Martılar Ada’nın bir simgesiyse, dondurmacı Yunus paye verilmesi gereken bir simge. Babadan oğula, onların da çocuklarının mesleği sürdürmesi, yıllardır kaliteden ödün vermemesi gerçek Adalılar için bir nimet.
Bu sene Ada’dan Bodrum’a transfer olan eş/dostu göremeyen Yunus ise hayli üzgün.
***
Facebook, eski popülaritesini kaybettiyse de bazen ilginç görüntülere rastlanıyor.
Babalar Günü’nde FB sayfaları mezarlık ziyaretine dönüştü. Albümlerden çıkarılmış, kimi renkli, kimi siyah/beyaz, baba-kız fotoğrafları… Alt satırda “Özlüyorum, seni unutmadık, huzur içinde uyu” gibi klişe cümleler. Bir tutarsızlık var.

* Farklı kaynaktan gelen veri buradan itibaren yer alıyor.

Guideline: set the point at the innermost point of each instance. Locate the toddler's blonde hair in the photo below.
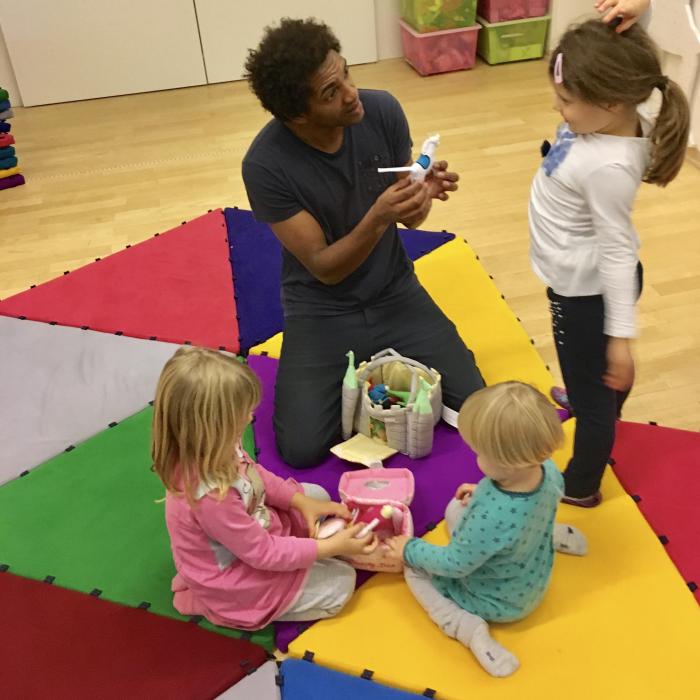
(202, 406)
(511, 424)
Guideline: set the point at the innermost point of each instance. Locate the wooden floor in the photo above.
(108, 172)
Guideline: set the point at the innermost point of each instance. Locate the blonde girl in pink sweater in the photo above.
(240, 535)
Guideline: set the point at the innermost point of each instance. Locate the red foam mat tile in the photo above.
(175, 287)
(61, 644)
(660, 468)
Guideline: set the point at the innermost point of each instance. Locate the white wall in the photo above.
(227, 33)
(7, 74)
(81, 49)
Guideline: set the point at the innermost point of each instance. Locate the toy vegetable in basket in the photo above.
(405, 423)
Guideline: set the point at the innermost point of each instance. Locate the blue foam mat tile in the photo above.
(256, 259)
(302, 680)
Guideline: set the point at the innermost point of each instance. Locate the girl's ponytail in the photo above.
(669, 137)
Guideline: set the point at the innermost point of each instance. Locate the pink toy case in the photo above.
(367, 491)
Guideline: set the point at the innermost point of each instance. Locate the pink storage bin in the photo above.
(507, 10)
(367, 490)
(439, 52)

Dışa dönük ve duygularını yansıtırken rahatlıyorlar ya da ben içe dönük olduğumdan özelimi paylaşmaktan hoşlanmıyorum.
Emin olduğum nokta, babam FB’ta resmini görmektense, onun yerine Yunus’tan, ‘vişne, kaymak ve çikolatalı’ bir dondurma yememi tercih ederdi.